À l’heure où les équilibres mondiaux vacillent, l’Allemagne prépare une montée en puissance spectaculaire de son armée. Berlin envisage désormais de consacrer jusqu’à 5% de son produit intérieur brut à la Défense, bien au-delà des normes actuelles de l’OTAN. Ce projet ambitieux marque un tournant décisif dans l’histoire militaire allemande contemporaine.
Une réponse aux nouvelles exigences sécuritaires
Alors que les menaces géopolitiques s’intensifient, l’OTAN pousse ses membres à redéfinir leurs priorités. Lors d’un récent sommet, son secrétaire général, Mark Rutte, a proposé une nouvelle feuille de route : porter à 3,5% du PIB les dépenses militaires directes, et à 1,5% celles liées à la sécurité élargie, comme la cybersécurité ou les infrastructures critiques.
Ces recommandations visent à renforcer collectivement la Défense du continent face aux risques actuels. Certains pays, tels que l’Espagne ou l’Italie, encore en dessous de l’objectif initial de 2%, y voient une trajectoire plus réaliste et adaptée à leurs capacités. D’autres, comme l’Allemagne, semblent prêts à aller bien au-delà.
Berlin, déjà à 2,1% du PIB en dépenses militaires, veut devenir un pilier de la sécurité européenne. En réponse à ces nouveaux standards, le chancelier Friedrich Merz a affiché sa volonté de doter l’Allemagne de l’armée conventionnelle la plus puissante d’Europe.
Défense : l’Allemagne redéfinit l’équilibre européen
Le cap des 5% envisagé par Berlin représente un bond sans précédent dans l’effort de Défense du pays, explique Les Echos. Ce niveau d’engagement s’aligne sur les attentes exprimées par les États-Unis, notamment sous l’influence de Donald Trump, qui demande une participation accrue des alliés de l’OTAN à la sécurité collective.
Cette évolution traduit une rupture avec la doctrine de retenue militaire qui dominait la politique allemande depuis des décennies. Désormais, l’heure est à l’investissement massif dans les équipements, les technologies de défense et la modernisation des capacités opérationnelles.

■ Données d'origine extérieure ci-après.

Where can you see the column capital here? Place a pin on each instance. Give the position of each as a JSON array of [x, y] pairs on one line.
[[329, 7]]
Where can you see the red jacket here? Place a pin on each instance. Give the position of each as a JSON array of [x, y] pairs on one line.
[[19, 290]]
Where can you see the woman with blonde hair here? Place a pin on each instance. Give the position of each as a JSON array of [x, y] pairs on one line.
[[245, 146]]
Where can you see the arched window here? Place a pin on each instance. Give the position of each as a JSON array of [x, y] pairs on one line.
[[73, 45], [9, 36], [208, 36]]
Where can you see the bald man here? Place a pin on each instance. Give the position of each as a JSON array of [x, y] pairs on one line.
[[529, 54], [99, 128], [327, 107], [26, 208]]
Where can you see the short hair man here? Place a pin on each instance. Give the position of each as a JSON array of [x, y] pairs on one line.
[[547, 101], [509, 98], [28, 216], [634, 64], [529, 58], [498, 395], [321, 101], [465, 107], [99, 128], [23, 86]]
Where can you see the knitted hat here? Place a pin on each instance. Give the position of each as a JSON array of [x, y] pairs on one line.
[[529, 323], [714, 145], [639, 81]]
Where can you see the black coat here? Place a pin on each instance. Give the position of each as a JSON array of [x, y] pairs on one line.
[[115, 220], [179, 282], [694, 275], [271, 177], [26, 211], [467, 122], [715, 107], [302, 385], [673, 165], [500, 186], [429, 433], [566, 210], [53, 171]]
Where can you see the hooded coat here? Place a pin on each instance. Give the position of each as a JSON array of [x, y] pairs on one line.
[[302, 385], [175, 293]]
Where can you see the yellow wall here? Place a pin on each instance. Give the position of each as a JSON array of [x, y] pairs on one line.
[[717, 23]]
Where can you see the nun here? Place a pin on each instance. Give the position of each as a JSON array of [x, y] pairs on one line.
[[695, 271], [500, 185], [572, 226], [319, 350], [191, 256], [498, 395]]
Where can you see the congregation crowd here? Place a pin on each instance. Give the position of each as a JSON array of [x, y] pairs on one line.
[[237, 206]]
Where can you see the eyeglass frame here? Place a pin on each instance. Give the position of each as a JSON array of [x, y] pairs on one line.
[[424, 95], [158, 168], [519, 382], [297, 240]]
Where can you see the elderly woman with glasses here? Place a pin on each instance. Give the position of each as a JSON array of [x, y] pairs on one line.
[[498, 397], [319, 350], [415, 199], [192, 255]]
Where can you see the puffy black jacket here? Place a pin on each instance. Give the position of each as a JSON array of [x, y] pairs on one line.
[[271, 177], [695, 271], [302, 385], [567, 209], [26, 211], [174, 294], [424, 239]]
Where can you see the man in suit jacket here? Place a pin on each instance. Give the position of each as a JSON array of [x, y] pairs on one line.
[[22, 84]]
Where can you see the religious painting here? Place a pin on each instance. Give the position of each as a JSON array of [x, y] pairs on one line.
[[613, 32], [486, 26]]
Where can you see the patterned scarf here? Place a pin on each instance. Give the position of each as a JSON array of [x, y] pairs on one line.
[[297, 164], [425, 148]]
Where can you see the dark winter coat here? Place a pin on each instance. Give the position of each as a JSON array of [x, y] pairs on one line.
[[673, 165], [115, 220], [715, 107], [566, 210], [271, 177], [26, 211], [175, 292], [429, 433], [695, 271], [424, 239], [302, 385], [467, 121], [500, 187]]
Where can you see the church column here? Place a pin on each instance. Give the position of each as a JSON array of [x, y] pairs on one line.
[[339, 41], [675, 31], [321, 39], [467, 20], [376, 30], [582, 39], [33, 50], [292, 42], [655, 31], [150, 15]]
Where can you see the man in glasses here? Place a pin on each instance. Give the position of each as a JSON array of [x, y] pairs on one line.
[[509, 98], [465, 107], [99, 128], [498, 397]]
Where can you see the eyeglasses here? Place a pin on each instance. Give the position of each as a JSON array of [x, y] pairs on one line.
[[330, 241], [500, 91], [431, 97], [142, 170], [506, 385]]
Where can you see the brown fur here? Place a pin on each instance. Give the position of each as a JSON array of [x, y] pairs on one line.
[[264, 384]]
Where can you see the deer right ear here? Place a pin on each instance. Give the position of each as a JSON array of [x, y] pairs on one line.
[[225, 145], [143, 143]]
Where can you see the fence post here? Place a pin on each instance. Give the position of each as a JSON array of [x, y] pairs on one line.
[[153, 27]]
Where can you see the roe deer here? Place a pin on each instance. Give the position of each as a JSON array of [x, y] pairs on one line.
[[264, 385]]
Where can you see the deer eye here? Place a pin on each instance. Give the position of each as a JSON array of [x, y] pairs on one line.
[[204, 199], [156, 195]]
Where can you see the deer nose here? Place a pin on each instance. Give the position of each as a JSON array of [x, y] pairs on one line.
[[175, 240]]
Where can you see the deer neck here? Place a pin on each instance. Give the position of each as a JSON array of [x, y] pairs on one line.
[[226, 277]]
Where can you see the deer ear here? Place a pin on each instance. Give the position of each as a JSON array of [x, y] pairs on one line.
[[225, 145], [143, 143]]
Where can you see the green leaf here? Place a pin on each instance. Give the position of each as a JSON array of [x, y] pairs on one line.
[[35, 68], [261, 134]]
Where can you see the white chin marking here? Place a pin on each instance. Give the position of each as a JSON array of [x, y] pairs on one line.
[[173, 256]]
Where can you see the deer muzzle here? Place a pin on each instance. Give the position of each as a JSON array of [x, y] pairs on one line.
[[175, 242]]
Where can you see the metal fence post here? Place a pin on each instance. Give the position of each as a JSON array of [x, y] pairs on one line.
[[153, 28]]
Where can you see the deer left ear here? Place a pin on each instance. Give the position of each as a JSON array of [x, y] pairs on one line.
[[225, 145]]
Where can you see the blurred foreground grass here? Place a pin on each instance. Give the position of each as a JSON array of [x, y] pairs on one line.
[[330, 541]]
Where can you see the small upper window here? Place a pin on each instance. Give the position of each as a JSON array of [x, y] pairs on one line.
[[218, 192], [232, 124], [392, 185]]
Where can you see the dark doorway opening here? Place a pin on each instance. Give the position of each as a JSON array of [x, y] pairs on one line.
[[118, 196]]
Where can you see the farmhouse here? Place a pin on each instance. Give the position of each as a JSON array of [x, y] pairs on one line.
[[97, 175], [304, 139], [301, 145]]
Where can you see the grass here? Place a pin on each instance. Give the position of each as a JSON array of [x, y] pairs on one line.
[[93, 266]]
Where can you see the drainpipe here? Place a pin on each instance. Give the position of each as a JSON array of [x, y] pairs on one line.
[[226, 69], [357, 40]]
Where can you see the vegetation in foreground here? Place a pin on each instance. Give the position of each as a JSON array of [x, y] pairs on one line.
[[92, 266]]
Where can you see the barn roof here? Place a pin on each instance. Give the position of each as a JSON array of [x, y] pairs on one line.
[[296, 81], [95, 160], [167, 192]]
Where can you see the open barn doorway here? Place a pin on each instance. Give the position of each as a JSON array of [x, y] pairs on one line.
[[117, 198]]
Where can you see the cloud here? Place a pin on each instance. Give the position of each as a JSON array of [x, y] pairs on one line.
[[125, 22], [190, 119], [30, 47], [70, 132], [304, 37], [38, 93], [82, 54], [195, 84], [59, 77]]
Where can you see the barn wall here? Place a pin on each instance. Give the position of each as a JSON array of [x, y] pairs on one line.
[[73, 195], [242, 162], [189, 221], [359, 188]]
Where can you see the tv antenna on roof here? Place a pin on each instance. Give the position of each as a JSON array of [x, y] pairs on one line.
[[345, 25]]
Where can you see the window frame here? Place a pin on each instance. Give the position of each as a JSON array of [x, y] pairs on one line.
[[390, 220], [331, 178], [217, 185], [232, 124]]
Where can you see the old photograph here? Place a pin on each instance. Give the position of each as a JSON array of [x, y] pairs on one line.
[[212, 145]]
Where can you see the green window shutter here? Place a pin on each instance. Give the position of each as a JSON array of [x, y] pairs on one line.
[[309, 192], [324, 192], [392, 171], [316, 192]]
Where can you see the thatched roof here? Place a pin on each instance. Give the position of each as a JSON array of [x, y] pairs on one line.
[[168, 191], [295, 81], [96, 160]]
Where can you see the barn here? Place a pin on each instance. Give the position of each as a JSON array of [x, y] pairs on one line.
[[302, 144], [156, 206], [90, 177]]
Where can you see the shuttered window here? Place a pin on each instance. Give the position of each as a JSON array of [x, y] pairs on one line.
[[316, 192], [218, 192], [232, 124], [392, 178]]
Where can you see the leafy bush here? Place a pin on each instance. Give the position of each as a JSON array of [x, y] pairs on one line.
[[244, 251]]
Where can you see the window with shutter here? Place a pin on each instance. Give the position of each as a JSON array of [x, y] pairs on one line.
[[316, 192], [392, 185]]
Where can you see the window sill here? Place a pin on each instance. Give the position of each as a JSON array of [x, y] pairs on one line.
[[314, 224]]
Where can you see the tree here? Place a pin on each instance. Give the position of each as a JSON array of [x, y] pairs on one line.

La France suit également cette dynamique. Le ministre Jean-Noël Barrot a rappelé que Paris vise un effort de 3 à 3,5% du PIB, avec des compléments budgétaires pour la cybersécurité ou les infrastructures. Bien que l’approche française soit moins radicale que celle de l’Allemagne, elle témoigne d’une convergence stratégique sur le renforcement de l’autonomie européenne.
Ce réalignement des priorités sécuritaires sur le continent pourrait bien redéfinir l’équilibre militaire européen. Et l’Allemagne, en se positionnant à l’avant-garde, entend prendre un rôle central dans cette nouvelle architecture.